What is this doll doing here? Read on to find out!
It's been a long time coming. Red is a kid who, like most, is fascinated by money. She has the eyes of an eagle and always finds the penny in the parking lot, she's the first one to go cushion diving for change, and after any major celebration enjoys surrounding herself on the rug with all her paper and coins. The Cobbler and I talked about it (motivated by our Dave Ramsey conversation, I guess) and decided it was time to implement allowance.

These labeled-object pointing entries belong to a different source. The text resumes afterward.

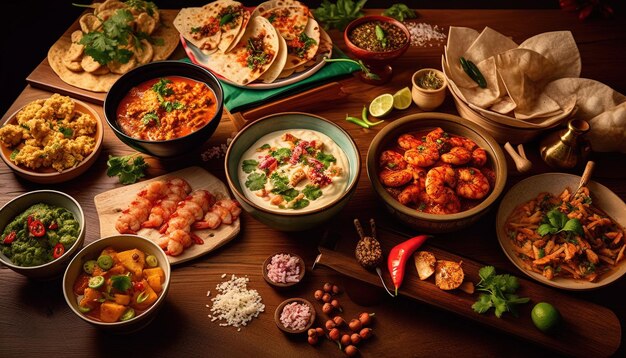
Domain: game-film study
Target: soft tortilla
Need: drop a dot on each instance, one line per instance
(229, 64)
(312, 30)
(192, 17)
(102, 83)
(277, 66)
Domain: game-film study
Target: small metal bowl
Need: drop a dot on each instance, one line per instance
(279, 311)
(281, 285)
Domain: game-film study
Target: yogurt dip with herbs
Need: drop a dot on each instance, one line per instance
(293, 170)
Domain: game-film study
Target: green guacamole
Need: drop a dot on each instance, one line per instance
(30, 250)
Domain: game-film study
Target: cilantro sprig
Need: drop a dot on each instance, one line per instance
(128, 168)
(340, 14)
(556, 222)
(499, 292)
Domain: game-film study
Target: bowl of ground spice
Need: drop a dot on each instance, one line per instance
(429, 88)
(377, 41)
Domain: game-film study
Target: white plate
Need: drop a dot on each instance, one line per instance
(110, 203)
(555, 183)
(200, 58)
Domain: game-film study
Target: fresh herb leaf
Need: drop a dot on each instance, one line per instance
(67, 132)
(256, 181)
(121, 282)
(556, 222)
(326, 159)
(312, 192)
(128, 168)
(499, 292)
(249, 165)
(400, 12)
(150, 118)
(340, 14)
(281, 154)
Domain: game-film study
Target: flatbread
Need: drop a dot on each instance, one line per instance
(276, 68)
(103, 82)
(290, 21)
(312, 30)
(233, 65)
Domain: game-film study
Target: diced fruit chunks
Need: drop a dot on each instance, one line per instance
(133, 260)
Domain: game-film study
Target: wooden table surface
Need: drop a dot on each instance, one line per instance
(36, 321)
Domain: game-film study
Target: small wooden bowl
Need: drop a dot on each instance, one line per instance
(280, 285)
(50, 175)
(280, 308)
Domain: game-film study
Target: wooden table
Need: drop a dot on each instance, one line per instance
(35, 320)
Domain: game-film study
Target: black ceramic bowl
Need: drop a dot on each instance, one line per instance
(172, 147)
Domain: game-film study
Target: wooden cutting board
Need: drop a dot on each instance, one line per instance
(587, 329)
(110, 203)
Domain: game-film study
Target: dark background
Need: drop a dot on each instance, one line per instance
(30, 27)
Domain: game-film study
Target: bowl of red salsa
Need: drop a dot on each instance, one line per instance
(165, 108)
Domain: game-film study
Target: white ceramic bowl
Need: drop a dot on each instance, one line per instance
(120, 243)
(555, 183)
(16, 206)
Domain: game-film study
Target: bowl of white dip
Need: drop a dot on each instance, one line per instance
(292, 171)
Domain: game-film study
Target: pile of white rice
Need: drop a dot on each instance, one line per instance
(235, 304)
(423, 34)
(295, 316)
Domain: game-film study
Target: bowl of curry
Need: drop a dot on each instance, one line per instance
(165, 108)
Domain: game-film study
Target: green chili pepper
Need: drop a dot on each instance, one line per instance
(226, 19)
(473, 72)
(364, 117)
(357, 121)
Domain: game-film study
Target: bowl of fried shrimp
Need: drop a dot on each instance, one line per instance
(436, 172)
(561, 237)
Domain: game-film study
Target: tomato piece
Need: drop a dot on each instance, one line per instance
(58, 250)
(37, 228)
(9, 238)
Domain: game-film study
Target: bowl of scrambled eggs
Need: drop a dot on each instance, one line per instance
(51, 140)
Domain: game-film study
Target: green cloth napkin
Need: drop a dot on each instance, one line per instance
(237, 99)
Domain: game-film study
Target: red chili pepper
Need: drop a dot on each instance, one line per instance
(398, 256)
(58, 250)
(9, 238)
(37, 228)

Even though it goes against the latest school of thought, we decided to tie the money to chores. Most experts say that you should just give the kids the money because if you link it to chores the kids will think the chores are optional. I disagree, and after last week's results I vehemently disagree and I'll tell you why.

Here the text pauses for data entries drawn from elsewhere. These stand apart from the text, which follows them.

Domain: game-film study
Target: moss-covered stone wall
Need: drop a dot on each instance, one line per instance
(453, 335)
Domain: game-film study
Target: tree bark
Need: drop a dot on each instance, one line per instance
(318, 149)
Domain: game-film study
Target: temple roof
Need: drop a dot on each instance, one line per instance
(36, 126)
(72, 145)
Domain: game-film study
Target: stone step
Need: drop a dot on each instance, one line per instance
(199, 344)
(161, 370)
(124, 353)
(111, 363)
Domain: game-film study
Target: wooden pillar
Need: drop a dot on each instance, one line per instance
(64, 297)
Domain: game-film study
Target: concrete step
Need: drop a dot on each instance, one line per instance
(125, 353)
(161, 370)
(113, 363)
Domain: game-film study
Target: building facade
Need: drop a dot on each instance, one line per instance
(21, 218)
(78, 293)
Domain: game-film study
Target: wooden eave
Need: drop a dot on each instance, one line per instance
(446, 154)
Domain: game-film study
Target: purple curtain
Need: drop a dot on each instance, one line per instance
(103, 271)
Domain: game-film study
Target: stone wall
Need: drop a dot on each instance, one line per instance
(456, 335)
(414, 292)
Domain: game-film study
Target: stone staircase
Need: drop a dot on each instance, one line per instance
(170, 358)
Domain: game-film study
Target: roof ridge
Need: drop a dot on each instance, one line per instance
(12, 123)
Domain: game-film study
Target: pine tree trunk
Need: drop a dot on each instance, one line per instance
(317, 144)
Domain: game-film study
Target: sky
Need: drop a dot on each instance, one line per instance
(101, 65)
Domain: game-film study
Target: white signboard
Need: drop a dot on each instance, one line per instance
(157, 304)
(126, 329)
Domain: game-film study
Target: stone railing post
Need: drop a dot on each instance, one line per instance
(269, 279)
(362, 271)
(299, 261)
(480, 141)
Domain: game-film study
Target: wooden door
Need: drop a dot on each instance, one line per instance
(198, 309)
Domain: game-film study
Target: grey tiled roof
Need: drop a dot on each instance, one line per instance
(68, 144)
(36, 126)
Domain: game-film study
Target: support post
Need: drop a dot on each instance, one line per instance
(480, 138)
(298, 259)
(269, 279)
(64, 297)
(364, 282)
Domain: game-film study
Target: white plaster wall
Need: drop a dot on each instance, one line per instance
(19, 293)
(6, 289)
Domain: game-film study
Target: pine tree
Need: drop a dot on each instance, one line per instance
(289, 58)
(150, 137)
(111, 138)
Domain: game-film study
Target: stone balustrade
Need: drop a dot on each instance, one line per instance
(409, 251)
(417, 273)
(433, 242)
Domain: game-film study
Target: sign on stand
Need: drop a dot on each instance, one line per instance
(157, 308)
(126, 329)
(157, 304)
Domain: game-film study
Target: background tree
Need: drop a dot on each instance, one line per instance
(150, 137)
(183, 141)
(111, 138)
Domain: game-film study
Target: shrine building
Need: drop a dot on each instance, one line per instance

I know everyone has different ideas on what amount to pay and for what, but what we settled on was the following. Red has to complete these tasks each day:
- Her morning and evening routines. These include grooming, dressing, making her bed, bathing, and laying out her clothes for the morning.

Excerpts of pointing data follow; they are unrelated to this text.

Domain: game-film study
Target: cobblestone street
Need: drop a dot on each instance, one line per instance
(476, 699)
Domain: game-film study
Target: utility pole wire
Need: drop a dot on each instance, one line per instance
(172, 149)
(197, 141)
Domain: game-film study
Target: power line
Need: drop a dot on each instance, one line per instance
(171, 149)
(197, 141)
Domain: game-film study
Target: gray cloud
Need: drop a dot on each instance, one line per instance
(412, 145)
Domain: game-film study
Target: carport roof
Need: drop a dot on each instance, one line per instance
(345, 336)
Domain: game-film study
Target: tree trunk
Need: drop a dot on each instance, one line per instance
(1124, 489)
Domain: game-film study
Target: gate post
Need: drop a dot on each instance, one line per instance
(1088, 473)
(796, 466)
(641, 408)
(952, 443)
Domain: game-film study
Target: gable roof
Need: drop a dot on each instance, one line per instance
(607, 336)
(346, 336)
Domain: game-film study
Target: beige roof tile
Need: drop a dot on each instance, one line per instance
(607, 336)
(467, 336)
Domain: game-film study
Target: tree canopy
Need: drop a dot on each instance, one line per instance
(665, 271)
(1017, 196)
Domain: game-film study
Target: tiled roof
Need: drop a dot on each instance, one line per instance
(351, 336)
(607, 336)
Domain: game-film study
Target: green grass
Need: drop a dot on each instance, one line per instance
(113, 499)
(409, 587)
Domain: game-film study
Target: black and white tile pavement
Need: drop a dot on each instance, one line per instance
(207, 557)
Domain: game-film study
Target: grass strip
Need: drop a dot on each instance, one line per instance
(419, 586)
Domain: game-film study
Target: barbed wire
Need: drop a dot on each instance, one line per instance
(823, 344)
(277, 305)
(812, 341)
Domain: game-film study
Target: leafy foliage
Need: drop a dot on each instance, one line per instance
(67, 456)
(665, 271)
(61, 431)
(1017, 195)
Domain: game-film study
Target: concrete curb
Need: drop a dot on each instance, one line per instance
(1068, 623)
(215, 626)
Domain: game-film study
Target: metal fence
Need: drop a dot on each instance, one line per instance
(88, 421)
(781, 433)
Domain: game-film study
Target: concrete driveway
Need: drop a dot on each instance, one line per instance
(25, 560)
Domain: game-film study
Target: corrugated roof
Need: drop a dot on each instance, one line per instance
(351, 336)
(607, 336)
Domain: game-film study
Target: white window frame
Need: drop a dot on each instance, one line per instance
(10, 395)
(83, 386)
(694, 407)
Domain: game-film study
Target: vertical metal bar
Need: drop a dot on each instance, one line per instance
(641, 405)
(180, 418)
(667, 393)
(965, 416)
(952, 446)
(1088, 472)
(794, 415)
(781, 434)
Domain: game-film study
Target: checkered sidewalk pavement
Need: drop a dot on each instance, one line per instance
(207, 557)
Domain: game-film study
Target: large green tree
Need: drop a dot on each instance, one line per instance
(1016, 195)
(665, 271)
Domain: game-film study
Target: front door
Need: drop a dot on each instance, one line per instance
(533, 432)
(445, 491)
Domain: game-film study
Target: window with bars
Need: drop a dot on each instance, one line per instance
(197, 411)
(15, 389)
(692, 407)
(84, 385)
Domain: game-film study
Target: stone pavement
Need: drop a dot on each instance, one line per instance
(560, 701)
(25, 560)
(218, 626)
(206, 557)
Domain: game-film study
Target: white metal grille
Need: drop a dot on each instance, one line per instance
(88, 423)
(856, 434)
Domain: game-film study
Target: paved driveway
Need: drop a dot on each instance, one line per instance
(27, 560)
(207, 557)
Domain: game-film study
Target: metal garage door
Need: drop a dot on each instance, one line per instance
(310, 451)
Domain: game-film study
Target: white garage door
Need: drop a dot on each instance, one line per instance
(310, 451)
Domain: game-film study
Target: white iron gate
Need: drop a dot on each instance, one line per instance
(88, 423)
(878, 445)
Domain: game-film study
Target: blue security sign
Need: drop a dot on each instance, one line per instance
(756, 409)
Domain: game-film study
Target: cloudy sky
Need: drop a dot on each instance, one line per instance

- Maintaining the cleanliness of her room. This includes picking up her stuff daily and dusting and vacuuming as needed.
- Pick up any of her belongings left in other areas of the house during the course of the day.
- Setting and clearing the table at meals.
- Putting away her own laundry if there is any.
- His morning and evening routines with assistance (similar to Red's).
- Pick up his room with help. Mom will dust and vacuum.
- Feed the cats (because he likes it).
- Put away his laundry with help.
We will pay Tom Thumb $4 per week if he completes all his tasks daily and Red $7. We chose those amounts because we're monitoring their chores on a daily basis. If the kids don't do all their tasks during the course of the day, we deduct $1 for Red and 50 cents (well, technically 57 cents ;-) for Tom Thumb. The Cobbler designed a spreadsheet in Excel with macros that they click each night that tells them how much they've made for the day and how much they've accumulated for the week.
Red also has the opportunity to earn extra money by helping clean the bathroom or vacuum and dust other areas of the house. We pay a quarter for each thing she assists with cheerfully.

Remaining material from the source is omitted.